Disadvantages of enzyme digestion include a low success rate for restoring immunoreactivity and the potential destruction of tissue morphology and the antigen of interest. After the development of AR, enzyme digestion was rarely used in immunohistochemistry for formalin fixed paraffin embedded tissue sections.

Although enzyme digestion and antigen retrieval target the same problem in immunohistochemistry, these two techniques differs in both the mode of action and effectiveness, warranting distinct nomenclature.

== Frozen section epitope retrieval ==
Frozen section epitope retrieval refers to two antigen retrieval methods designed specifically for aldehyde-fixed cryostat frozen tissue sections or cultured cells; the sodium dodecyl sulfate and heating en bloc methods.

The sodium dodecyl sulfate method requires a 5 minute pretreatment using 1% sodium dodecyl sulfate and can produce an increase in staining intensity by immunohistochemistry as well as immunofluorescence.

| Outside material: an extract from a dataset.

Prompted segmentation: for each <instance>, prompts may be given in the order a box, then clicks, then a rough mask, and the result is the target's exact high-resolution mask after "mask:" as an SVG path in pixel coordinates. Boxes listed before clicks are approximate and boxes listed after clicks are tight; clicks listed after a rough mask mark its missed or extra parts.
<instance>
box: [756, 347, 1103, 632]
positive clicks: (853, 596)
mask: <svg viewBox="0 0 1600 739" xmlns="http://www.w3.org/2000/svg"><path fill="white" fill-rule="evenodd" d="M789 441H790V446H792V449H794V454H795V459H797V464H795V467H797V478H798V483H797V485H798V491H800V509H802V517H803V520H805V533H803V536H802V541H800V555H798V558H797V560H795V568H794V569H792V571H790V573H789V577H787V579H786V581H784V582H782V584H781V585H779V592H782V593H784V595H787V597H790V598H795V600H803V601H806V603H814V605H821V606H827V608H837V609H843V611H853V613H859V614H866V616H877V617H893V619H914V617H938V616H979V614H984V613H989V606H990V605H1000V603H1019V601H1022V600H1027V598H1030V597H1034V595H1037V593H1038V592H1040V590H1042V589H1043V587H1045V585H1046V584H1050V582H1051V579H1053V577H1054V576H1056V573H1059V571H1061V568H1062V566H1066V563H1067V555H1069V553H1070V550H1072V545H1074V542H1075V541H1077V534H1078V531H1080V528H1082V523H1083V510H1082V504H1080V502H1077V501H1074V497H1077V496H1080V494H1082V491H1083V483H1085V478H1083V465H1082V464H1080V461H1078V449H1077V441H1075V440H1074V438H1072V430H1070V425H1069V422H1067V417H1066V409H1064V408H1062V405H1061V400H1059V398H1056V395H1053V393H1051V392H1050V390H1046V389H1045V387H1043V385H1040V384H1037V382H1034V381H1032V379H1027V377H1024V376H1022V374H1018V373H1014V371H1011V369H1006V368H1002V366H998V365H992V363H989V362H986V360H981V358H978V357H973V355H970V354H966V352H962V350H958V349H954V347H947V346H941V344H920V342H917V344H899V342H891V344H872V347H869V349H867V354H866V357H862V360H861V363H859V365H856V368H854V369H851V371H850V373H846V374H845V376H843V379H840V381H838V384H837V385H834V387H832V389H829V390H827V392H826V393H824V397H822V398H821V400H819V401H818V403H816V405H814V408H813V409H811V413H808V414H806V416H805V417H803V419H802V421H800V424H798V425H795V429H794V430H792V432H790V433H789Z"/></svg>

Heating en bloc takes tissue blocks fixated in paraformaldehyde, heats them in retrieval solutions, and then freezes them using dry ice. Heating is already used in antigen retrieval and has been proven to be widely effective, but previous heating methods have been shown to kill frozen sections. This method proved to enhance immunoreactivity for a wide range of antigens and lower the background staining in some cases.